Environmental absorbance γ is determined subsequently. To determine the optimal environmental absorbance, interval number and population number are used the optimal values determined above, the constant is used the default value 0.5. Environmental absorbance is investigated in the range of 0.1–1.2 with interval of 0.1. Figure 4(b) depicts the variation of RMSEP with environmental absorbance for wheat dataset. It can be seen that the RMSEP is comparatively large at the beginning. With the increasing of environmental absorbance, although it has some fluctuation, the overall trend of RMSEP is decreasing. When the environmental absorbance is 0.5, RMSEP reaches the lowest value. Accordingly, 0.5 is used as the optimal environmental absorbance for wheat dataset. For blood and diesel fuel datasets, the optimal environmental absorbance is 0.8 and 0.9, respectively.

The optimal constant α is the last parameter need to be optimized. The interval number, population number, environmental absorbance are set to 10, 30 and 0.5 determined above for wheat dataset, respectively. The constant is investigated in the range of 0.1–1 with an interval 0.1. From Fig. 4(c), it is obvious that the RMSEP tends to decrease with the increase of constant before 0.3. When it is above 0.3, the overall trend in RMSEP is increasing. Thus, the optimal constant is set as 0.3 for wheat dataset. Similarly, 0.1 and 0.5 are the optimal α for blood and diesel fuel dataset, respectively.

Fig. 4.
figure 4

Variation of RMSEPs with population number (a), environmental absorbance γ (b) and constant α (c) for wheat dataset.

4.3 Prediction Results

The optimal interval number, population number n, environmental absorbance γ and constant α for the three datasets are summarized in Table 1. With the optimal parameters, FA is used to select the spectral intervals of the samples in training set and then built PLS model.
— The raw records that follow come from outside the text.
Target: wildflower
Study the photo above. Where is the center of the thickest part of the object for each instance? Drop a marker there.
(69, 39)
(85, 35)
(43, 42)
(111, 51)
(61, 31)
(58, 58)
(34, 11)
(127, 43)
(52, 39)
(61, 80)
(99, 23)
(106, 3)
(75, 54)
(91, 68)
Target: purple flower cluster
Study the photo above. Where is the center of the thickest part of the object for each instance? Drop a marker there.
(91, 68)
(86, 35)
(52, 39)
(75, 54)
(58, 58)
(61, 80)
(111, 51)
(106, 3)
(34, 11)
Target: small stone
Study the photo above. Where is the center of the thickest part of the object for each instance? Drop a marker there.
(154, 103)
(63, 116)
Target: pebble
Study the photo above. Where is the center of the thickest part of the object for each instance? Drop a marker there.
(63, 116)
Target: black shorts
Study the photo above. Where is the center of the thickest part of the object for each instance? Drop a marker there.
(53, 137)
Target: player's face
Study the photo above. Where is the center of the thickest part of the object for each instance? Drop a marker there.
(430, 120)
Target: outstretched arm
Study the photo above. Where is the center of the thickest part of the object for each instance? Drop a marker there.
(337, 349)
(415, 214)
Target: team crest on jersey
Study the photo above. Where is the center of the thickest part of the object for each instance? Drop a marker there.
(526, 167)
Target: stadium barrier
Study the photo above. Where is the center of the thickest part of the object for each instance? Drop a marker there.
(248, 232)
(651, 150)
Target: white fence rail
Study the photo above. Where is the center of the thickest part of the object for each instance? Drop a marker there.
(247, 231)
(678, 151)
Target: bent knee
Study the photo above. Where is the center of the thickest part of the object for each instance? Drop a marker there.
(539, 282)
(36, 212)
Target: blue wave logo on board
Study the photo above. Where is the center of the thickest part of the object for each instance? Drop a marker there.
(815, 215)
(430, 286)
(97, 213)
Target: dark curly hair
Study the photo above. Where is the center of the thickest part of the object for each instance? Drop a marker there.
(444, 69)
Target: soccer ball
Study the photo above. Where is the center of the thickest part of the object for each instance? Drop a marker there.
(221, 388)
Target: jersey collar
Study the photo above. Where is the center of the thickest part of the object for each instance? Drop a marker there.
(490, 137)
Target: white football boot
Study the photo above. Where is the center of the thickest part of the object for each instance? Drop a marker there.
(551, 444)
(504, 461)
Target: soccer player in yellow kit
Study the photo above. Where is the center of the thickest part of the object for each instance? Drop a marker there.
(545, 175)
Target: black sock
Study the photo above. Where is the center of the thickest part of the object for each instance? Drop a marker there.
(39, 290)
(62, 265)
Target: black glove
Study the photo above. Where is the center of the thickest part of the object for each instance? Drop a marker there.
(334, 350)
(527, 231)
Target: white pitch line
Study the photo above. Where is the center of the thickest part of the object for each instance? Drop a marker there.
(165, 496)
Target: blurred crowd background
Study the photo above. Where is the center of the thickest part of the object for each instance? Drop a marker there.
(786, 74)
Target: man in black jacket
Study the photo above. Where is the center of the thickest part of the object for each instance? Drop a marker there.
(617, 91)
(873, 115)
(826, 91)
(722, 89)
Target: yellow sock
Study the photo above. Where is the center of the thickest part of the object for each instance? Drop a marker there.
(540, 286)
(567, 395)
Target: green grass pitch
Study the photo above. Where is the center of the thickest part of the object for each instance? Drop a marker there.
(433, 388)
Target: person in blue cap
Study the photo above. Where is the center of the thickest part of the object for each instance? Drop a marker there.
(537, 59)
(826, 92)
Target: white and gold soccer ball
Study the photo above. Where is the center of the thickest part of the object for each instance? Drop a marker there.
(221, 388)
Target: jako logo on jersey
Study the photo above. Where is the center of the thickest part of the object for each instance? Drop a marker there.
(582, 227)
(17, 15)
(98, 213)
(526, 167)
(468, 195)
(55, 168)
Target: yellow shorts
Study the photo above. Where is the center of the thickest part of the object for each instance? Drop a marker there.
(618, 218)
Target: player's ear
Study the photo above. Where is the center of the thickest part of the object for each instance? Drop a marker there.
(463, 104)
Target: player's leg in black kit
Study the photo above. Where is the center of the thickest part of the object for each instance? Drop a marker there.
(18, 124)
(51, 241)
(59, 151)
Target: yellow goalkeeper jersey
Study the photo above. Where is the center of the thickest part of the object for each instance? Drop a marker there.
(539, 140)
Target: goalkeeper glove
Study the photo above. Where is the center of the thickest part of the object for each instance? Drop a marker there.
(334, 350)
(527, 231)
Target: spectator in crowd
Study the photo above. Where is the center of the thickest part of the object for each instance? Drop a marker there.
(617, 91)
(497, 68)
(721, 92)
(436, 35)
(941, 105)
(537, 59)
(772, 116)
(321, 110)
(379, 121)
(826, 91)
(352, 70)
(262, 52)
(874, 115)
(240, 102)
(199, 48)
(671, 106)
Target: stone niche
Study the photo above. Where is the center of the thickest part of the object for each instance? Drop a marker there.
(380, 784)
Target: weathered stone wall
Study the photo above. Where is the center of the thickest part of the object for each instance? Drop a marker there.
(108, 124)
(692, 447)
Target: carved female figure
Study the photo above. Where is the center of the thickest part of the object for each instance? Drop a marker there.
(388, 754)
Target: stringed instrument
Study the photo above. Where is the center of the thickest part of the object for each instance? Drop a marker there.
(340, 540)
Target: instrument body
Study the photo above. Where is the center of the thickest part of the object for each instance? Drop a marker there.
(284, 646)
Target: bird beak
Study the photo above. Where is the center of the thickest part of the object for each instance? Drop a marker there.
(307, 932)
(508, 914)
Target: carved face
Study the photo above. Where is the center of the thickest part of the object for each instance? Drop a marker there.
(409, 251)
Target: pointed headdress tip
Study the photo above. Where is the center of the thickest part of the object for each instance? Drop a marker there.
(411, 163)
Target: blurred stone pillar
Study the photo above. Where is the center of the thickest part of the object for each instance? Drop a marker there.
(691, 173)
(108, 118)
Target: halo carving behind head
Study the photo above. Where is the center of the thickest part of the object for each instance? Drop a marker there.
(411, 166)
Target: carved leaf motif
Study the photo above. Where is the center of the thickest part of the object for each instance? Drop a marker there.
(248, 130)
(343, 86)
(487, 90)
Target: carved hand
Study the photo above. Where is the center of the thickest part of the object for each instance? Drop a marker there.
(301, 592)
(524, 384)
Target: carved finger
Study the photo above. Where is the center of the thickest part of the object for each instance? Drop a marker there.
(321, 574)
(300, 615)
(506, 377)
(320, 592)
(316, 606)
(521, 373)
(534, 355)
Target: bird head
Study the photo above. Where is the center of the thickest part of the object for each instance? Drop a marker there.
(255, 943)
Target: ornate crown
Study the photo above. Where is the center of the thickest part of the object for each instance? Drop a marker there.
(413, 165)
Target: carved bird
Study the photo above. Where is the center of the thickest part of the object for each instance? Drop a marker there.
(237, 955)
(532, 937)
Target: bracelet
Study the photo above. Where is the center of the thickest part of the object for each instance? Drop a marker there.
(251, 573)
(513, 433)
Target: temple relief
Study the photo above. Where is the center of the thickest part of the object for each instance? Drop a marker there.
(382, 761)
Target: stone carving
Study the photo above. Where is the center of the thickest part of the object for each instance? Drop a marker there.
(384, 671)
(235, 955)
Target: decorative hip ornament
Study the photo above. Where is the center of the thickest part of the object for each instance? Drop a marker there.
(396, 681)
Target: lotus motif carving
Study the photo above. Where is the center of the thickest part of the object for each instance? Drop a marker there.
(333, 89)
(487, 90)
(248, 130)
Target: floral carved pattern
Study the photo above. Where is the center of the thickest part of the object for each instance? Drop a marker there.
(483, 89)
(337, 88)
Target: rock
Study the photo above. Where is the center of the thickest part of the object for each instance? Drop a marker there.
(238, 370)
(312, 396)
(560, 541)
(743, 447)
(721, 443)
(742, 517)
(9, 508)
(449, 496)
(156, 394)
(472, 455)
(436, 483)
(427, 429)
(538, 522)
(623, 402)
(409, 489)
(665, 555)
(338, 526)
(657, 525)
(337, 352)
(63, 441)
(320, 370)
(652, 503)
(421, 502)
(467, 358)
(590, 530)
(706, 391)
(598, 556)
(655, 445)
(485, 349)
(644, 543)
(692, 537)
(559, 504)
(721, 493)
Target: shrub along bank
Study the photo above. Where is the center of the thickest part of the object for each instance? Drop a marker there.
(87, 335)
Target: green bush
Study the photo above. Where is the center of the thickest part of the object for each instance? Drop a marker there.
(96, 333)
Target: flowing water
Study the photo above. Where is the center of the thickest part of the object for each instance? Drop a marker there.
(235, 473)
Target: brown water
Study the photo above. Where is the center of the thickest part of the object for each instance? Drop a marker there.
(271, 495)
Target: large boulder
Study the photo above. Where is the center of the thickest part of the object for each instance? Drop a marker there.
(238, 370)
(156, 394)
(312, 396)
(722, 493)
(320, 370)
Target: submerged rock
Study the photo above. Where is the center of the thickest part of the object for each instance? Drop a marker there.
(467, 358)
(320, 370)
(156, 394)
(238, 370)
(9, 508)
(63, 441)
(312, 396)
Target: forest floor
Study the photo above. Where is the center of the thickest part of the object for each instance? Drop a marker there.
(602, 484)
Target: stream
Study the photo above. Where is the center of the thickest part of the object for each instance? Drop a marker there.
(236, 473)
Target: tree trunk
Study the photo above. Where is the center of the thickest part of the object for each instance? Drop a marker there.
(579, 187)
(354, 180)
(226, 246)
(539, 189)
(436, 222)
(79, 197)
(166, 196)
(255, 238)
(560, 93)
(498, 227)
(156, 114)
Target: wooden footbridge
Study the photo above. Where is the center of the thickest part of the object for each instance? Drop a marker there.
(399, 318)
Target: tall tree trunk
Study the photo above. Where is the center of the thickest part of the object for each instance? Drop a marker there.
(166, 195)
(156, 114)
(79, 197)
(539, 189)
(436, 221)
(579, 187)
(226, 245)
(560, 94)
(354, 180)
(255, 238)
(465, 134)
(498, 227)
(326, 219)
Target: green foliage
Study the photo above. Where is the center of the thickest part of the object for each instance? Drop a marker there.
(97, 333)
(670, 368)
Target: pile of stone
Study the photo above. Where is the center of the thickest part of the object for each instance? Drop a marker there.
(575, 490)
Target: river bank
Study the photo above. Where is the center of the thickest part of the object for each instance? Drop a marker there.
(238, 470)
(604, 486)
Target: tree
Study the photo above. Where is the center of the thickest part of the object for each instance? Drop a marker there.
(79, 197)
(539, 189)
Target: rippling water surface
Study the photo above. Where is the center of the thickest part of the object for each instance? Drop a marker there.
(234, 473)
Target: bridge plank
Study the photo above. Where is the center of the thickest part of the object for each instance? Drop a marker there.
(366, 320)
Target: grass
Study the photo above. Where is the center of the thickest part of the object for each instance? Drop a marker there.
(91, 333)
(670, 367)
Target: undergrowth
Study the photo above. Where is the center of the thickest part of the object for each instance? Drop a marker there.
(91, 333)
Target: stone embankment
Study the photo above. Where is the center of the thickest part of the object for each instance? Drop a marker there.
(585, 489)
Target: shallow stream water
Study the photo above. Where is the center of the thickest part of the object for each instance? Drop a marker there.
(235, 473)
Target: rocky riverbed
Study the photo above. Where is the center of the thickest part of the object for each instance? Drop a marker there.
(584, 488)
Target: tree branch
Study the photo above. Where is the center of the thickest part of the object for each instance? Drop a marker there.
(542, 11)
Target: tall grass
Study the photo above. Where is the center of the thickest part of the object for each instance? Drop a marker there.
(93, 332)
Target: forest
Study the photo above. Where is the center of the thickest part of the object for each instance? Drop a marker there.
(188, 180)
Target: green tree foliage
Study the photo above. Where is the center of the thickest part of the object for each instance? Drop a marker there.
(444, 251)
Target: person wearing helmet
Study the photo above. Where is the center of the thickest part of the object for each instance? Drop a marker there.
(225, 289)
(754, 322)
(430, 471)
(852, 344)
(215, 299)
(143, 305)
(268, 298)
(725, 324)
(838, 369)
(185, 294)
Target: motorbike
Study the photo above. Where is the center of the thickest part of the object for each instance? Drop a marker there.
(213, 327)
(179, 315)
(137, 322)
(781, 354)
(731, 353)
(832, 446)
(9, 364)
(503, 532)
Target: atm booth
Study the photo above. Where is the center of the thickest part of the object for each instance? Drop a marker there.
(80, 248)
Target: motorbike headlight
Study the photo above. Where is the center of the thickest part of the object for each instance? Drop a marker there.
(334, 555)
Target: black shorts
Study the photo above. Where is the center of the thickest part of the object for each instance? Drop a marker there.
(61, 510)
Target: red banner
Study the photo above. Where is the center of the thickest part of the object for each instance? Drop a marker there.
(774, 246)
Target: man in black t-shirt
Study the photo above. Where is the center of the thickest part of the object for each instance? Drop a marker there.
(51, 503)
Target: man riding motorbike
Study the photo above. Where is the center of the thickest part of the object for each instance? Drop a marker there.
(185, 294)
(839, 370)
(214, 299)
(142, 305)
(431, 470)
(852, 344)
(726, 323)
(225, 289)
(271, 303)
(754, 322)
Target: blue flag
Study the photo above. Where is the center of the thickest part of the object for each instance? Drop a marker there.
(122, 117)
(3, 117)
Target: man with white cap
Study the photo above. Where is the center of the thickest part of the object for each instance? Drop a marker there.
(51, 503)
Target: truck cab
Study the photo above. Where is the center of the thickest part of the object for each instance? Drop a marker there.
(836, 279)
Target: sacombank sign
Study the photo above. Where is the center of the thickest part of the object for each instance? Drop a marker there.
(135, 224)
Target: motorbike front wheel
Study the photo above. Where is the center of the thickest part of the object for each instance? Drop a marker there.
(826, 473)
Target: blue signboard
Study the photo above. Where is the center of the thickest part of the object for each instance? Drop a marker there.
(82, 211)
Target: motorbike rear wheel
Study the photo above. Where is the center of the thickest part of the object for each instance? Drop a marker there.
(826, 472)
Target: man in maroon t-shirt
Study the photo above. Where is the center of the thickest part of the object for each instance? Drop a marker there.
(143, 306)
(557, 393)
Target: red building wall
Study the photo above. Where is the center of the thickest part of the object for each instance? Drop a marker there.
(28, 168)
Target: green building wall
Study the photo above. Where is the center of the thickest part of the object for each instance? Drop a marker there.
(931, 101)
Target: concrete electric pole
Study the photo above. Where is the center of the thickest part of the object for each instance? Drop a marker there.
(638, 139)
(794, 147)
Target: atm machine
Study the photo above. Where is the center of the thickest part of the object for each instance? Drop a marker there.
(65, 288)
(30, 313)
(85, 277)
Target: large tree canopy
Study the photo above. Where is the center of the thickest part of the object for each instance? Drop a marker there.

To validate the efficiency of FA method, the same spectral intervals of the samples in prediction set are selected and input into the model. The predicted values are obtained and used to calculate RMSEP and R for the three datasets, which are shown in Table 2. For comparison, the full-spectrum PLS results for the three datasets are also listed in Table 2. Obviously, a better model should have a lower RMSEP and a larger R. As shown in Table 2, with FA, the RMSEP of PLS decrease from 0.7763, 0.4310, 0.0023 to 0.3498, 0.3308, 0.0014 for wheat, blood and diesel fuel datasets, respectively. The R values of the three datasets all increase after FA interval selection. The results show that FA spectral interval selection can improve the prediction accuary of PLS obviously. To sum up, FA-PLS is an efficient method for NIR spectral interval selection and NIR spectral quantitative analysis.

Table 1. The parameter optimization results for different datasets
Table 2. Prediction results of PLS before and after interval selection by FA

5 Conclusion

FA interval selection coupled with PLS is used for NIR spectroscopic quantification of complex samples. In this approach, the parameters are firstly optimized and then wavelength intervals are selected by FA. With the optimal parameters, FA-PLS model is established and applied to predict unknown samples. In order to verify the validity of the method, the contents of protein in wheat, hemoglobin in blood and cetane number in diesel fuel samples are predicted, respectively. The RMSEP and R of FA-PLS are compared with those of PLS on the three datasets. Result shows that FA can effectively improve the prediction performance of PLS.